L'enquête est toujours en cours pour tenter de mieux cerner les motivations exactes d'Abdul Razak Ali Artan, abattu par la police après avoir blessé onze personnes dont une grièvement, en percutant un groupe de piétons en voiture, avant de sortir de son véhicule pour agresser les passants armé d'un couteau.
Selon plusieurs médias américains, le jeune homme avait proféré des menaces contre les Etats-Unis sur Facebook peu avant son passage à l'acte, s'en prenant aux "infidèles" et appelant les musulmans à écouter Anwar al-Awlaqi, l'idéologue d'Al-Qaïda dans la péninsule arabique tué par un drone américain au Yémen.
Et mardi, le groupe Etat islamique a affirmé qu'Abdul Razak Ali Artan était un "soldat" de son califat.
L'attaque dans l'Ohio est intervenue deux mois après qu'un autre jeune Somalien a blessé au couteau dix personnes dans un centre commercial du Minnesota (nord) mi-septembre avant d'être abattu par la police. L'attaque avait été revendiquée par le groupe Etat islamique.
Elle suit aussi de deux semaines la condamnation à de longues peines de prison de neuf jeunes Somaliens arrêtés en 2014 à Minneapolis, qui prévoyaient de se rendre en Syrie se joindre au groupe EI.
Plusieurs autres auraient d'ailleurs réussi le voyage, suivant les traces de 20 de leurs prédécesseurs qui avaient réussi à rentrer en Somalie entre 2007 et 2009 pour rejoindre les rangs des islamistes shebab.
Et en 2013, quatre Somaliens ont été condamnés à San Diego pour avoir levé des fonds pour cette dernière organisation, classée comme "terroriste" par les autorités américaines.

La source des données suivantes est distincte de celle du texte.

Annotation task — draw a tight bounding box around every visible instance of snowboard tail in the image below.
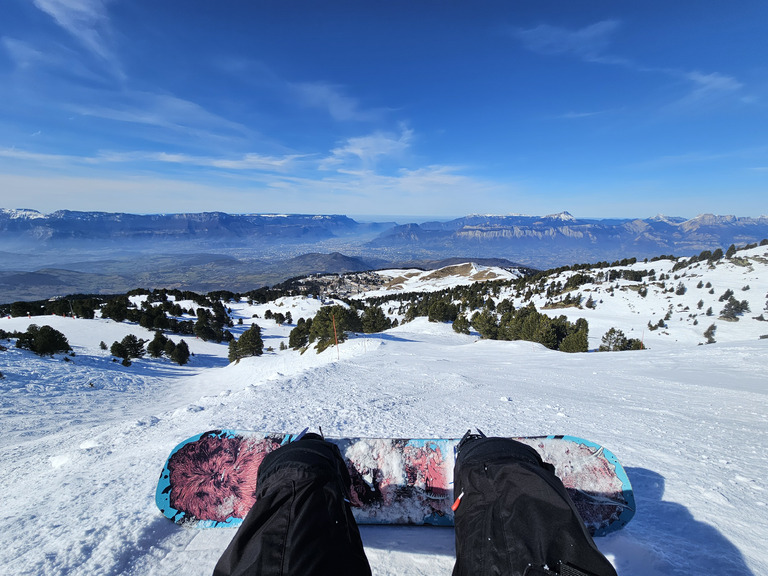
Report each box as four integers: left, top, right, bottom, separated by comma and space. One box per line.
156, 430, 635, 535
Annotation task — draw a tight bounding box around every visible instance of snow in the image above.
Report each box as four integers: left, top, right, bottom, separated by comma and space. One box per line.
544, 211, 576, 221
367, 264, 520, 297
0, 208, 45, 219
2, 252, 768, 576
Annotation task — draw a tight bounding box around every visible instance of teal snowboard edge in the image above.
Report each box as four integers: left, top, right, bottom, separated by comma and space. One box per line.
550, 434, 635, 535
156, 430, 635, 533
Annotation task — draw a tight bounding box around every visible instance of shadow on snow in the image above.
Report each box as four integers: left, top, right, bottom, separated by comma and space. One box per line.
601, 467, 756, 576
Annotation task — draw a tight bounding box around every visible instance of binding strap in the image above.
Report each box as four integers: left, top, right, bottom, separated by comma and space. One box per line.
525, 562, 603, 576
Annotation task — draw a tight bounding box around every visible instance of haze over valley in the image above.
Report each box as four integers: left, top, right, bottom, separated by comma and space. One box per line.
2, 208, 767, 302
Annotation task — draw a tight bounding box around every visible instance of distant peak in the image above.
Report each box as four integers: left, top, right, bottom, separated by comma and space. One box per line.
0, 208, 45, 219
648, 214, 683, 224
544, 211, 576, 221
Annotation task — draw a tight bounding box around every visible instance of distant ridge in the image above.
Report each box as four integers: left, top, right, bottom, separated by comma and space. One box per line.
370, 212, 768, 265
2, 209, 767, 302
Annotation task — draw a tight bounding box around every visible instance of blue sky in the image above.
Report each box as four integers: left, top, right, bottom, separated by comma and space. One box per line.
1, 1, 766, 219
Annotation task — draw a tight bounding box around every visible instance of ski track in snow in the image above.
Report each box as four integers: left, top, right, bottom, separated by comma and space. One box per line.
2, 252, 768, 576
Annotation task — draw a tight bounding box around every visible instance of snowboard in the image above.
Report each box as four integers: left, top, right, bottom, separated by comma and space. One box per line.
156, 430, 635, 536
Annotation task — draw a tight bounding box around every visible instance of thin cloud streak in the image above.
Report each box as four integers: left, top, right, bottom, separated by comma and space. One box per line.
512, 20, 627, 64
513, 20, 749, 111
1, 38, 47, 69
32, 0, 122, 75
0, 147, 305, 173
102, 151, 306, 172
293, 82, 383, 122
72, 91, 253, 141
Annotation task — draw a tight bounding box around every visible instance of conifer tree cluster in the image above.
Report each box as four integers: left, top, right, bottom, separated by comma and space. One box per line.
308, 305, 362, 353
228, 324, 264, 362
468, 302, 589, 353
288, 318, 313, 350
598, 328, 645, 352
14, 324, 72, 356
146, 331, 191, 365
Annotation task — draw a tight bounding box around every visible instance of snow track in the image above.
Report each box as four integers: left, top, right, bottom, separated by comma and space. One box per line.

Cependant, malgré ces divers exemples, les experts estiment que le nombre d'incidents liés à des personnes d'origine somalienne reste assez modeste, comparé à l'importance de cette communauté. Et les personnes impliquées étaient "auto-radicalisées", plutôt qu'envoyées par le groupe EI ou d'autres organisations jihadistes.
'Un petit nombre d'individus'
La communauté somalienne aux Etats-Unis compte plus de 100.000 personnes, immigrants et leurs enfants nés en Amérique, principalement à Minneapolis (Minnesota), Columbus (Ohio), Lewiston (Maine) et Atlanta (Georgie). La plupart sont arrivés ces 20 dernières années, fuyant la guerre dans leur pays.
"J'hésiterais à pointer du doigt la communauté dans son ensemble: on ne parle que d'un petit nombre d'individus", considère Seamus Hughes, vice-directeur du programme sur l'extrémisme à l'université George Washington.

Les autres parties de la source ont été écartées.